1 (edited by gmf 2013-02-24 07:32:14)

Topic: Is it possible to filter email address from text with htmLawed?

I would like to filter email addresses from my users' posts.

E.g. something like that: "If you know an answer, just write me an email to mike@example.com" should become "email to ***" (or just removed).

In the documentation I found the option anti_mail_spam but as I understand, this will check the href attribute, I need instead to check the entire text.

I would be glad to get a how-to-do-it on that :)

2

Re: Is it possible to filter email address from text with htmLawed?

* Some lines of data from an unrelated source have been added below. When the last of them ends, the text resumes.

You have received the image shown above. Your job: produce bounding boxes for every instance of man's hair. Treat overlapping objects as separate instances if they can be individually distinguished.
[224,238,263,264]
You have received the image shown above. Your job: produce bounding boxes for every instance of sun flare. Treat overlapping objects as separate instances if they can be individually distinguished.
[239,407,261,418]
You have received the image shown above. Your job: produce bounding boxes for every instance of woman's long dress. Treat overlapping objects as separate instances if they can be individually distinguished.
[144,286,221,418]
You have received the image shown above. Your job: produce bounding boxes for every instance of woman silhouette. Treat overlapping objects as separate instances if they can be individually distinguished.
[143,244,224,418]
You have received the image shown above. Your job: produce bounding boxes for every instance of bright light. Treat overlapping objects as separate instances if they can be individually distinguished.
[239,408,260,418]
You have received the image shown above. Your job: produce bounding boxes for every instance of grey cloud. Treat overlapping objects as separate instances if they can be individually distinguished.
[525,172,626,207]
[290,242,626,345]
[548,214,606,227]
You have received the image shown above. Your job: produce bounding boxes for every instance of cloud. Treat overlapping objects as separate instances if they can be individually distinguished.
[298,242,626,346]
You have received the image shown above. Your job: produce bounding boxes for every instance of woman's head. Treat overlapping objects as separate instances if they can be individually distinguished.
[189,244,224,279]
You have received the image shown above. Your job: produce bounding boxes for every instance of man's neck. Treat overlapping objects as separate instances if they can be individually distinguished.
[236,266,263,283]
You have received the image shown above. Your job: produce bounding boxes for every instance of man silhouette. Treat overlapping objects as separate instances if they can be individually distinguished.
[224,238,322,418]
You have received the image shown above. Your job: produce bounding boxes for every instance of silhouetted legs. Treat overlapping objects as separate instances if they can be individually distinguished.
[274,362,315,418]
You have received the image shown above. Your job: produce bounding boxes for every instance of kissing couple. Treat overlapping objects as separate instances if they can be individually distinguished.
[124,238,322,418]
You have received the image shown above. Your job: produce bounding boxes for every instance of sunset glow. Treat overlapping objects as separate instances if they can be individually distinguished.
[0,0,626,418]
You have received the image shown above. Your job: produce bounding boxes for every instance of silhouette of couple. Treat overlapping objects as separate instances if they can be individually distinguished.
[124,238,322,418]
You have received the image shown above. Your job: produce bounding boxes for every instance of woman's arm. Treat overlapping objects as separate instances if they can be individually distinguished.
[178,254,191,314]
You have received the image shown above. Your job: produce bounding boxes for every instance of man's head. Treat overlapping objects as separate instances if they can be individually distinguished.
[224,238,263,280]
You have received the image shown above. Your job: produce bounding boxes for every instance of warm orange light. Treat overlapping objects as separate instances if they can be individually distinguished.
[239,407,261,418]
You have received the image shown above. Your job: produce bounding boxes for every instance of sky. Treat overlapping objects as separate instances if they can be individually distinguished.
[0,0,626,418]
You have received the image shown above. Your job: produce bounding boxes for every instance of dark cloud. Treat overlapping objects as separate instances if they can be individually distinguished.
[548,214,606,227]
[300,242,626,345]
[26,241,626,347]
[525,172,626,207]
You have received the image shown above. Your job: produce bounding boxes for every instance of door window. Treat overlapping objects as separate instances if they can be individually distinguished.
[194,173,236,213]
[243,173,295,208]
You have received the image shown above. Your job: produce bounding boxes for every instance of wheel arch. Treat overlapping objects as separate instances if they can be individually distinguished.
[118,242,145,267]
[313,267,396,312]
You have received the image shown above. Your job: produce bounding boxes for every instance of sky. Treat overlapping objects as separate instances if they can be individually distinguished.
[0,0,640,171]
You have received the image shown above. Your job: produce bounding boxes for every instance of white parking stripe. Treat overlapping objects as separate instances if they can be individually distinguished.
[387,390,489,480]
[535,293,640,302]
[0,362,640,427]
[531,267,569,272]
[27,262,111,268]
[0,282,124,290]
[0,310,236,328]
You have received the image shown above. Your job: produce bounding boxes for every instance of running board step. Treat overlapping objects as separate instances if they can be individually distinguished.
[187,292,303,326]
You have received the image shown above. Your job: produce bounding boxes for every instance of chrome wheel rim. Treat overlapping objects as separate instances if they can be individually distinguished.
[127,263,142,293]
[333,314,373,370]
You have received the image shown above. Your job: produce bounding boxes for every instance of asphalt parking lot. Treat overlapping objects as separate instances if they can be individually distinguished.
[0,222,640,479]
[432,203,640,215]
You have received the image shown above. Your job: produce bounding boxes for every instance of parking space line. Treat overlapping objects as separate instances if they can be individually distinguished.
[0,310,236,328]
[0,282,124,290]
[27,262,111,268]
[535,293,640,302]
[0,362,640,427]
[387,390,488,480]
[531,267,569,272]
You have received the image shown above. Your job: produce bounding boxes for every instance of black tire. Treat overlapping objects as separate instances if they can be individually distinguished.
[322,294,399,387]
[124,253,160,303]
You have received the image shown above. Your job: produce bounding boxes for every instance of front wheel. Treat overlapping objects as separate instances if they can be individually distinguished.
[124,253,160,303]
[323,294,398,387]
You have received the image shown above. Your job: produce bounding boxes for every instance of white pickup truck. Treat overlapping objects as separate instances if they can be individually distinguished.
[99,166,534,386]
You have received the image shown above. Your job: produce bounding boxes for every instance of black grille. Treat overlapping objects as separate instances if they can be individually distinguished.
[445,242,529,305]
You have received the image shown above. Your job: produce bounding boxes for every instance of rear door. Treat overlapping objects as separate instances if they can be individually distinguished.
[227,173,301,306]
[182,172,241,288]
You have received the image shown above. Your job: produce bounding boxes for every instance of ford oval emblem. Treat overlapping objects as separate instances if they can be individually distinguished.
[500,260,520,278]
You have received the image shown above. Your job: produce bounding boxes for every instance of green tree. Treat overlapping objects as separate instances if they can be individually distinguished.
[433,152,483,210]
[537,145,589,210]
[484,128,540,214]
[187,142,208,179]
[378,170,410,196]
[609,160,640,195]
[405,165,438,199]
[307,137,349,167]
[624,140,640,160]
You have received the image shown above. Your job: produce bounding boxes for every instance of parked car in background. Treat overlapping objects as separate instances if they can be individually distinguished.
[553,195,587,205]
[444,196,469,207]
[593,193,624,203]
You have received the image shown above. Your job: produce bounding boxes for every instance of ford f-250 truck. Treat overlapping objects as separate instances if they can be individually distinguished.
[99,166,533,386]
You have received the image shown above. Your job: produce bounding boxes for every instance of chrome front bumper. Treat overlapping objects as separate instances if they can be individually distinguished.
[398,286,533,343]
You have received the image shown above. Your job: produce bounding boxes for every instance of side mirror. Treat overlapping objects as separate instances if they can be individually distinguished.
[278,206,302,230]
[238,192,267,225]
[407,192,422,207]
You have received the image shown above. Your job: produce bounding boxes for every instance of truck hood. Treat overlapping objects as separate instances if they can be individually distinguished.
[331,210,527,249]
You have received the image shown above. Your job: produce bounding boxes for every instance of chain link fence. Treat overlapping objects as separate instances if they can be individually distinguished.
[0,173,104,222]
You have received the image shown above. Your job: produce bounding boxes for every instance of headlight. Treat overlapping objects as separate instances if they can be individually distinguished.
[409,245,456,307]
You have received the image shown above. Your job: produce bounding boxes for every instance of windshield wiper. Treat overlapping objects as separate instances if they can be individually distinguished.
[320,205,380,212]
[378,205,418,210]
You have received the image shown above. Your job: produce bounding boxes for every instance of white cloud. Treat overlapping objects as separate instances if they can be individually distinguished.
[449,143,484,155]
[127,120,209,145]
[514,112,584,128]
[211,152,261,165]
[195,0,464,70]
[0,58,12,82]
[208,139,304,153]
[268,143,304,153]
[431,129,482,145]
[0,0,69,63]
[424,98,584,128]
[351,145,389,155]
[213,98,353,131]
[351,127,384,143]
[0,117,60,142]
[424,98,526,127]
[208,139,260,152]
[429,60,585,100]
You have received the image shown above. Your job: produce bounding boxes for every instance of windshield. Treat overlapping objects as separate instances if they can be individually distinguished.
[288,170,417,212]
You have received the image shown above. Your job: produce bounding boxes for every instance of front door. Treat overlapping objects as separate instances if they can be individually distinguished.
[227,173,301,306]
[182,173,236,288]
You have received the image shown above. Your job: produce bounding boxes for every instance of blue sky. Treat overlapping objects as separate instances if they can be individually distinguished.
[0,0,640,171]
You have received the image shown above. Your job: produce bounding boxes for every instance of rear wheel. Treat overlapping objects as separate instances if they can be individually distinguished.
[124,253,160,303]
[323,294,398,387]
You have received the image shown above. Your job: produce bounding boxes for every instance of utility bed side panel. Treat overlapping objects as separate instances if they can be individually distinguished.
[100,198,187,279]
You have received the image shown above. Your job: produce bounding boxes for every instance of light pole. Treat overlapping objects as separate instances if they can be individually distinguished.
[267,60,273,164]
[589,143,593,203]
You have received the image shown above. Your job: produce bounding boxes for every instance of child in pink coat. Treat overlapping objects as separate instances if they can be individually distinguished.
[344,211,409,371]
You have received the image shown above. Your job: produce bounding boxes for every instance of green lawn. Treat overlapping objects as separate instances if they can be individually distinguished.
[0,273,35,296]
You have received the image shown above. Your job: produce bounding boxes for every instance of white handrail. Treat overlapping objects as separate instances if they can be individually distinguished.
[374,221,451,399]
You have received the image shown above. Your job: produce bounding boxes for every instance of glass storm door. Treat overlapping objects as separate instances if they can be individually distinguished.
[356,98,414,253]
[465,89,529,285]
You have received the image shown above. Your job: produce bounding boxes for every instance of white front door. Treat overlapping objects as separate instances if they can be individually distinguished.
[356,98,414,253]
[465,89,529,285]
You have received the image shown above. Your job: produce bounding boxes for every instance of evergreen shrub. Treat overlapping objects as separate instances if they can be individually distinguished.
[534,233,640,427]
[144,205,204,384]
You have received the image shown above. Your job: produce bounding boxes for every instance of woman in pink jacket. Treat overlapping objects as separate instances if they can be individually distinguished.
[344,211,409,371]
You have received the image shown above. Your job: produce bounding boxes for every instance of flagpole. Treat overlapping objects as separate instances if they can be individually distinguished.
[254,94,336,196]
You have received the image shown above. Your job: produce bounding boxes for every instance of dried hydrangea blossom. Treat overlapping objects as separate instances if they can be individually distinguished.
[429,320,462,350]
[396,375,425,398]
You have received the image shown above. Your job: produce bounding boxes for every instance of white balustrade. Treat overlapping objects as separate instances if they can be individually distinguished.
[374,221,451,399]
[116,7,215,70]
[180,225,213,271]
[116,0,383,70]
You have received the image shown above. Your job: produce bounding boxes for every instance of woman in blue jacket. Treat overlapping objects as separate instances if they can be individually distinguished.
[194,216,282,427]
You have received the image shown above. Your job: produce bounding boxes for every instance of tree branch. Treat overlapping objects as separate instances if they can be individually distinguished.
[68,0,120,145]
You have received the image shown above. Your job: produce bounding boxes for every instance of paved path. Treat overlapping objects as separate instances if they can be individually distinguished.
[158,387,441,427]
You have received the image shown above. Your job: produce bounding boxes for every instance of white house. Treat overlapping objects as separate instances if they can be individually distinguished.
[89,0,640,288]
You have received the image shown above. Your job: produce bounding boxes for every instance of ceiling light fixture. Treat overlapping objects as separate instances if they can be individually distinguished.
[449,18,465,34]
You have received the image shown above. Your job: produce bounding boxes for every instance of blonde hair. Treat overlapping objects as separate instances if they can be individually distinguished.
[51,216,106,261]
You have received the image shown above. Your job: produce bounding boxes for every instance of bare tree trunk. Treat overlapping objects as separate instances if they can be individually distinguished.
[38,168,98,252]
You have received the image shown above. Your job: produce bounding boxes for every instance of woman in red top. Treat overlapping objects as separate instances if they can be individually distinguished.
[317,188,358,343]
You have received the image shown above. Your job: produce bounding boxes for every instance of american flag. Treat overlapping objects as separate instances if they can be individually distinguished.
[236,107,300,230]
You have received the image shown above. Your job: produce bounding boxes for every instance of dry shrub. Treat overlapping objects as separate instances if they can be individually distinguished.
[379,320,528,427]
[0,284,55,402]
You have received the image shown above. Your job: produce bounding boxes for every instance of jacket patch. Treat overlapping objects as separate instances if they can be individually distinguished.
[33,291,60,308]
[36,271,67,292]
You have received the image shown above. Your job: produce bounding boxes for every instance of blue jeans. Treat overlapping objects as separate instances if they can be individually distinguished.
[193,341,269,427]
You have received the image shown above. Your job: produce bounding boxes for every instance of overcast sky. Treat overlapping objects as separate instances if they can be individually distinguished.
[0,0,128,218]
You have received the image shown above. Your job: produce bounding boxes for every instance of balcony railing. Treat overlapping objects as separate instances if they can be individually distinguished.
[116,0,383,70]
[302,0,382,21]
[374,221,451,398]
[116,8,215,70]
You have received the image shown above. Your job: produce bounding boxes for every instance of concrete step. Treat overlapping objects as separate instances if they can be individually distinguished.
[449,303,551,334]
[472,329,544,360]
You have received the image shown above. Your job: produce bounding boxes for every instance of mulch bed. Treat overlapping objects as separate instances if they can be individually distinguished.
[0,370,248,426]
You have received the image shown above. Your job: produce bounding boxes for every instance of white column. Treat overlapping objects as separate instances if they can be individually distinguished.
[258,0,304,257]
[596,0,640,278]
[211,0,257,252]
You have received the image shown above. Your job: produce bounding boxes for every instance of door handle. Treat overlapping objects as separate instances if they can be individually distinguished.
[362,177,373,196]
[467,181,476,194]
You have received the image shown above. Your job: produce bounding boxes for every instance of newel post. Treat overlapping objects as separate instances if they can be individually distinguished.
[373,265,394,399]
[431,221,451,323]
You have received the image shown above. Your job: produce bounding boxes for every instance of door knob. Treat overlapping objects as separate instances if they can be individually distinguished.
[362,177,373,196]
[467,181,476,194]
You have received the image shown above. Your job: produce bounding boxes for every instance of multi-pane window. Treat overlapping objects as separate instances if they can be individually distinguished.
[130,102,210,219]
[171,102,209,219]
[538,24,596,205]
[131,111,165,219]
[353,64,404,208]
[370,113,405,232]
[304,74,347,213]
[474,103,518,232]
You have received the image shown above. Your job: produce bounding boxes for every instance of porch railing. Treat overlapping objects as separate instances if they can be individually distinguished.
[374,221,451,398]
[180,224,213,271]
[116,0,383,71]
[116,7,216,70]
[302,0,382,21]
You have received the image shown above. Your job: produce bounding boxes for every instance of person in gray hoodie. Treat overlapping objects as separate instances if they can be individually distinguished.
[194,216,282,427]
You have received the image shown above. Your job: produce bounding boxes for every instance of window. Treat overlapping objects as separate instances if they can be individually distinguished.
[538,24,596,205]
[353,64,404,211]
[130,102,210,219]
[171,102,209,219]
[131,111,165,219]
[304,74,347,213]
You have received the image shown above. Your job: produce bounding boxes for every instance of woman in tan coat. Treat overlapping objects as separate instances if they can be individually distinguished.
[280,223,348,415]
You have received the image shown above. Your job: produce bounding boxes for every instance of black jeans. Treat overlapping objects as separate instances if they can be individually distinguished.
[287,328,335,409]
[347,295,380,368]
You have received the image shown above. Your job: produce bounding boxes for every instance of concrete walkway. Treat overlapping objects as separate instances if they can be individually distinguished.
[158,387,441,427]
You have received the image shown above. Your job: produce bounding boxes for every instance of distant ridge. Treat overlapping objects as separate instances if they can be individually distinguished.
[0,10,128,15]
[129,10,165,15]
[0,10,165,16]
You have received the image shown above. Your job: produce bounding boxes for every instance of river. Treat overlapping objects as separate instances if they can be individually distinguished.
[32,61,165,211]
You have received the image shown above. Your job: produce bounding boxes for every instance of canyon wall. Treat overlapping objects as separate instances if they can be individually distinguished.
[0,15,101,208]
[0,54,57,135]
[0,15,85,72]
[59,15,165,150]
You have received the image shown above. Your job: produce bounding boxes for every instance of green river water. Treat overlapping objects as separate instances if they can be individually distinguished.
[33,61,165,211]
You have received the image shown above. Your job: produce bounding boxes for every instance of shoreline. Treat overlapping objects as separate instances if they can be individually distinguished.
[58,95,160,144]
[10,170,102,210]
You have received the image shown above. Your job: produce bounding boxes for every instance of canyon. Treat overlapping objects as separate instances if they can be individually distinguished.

Perhaps running the text, after the htmLawed filtering step, through a simple find-replace that uses regular expression will be best. Example code:

// Text is run through htmLawed
$text = htmLawed($text, ...);

// replace email address not in an 'href' attribute value
$emailAddress_pattern = '`(^|[^:])\b[A-Z0-9._%+-]+@[A-Z0-9.-]+\.[A-Z]{2,4}\b`i';
$emailAddress_replacement = '***'; // can be empty

if(strpos('@', $text)){ // avoiding preg_replace if no emailAddress_pattern
 $text = preg_replace($emailAddress_pattern, $emailAddress_replacement, $text);
}

The regex pattern above is based on http://www.regular-expressions.info/email.html, with the (^|[^:]) to exclude addresses following 'mailto:' in href attribute values. You can modify/test the pattern online at http://www.regextester.com.

3

Re: Is it possible to filter email address from text with htmLawed?

Thanks for your help, I will have a try :)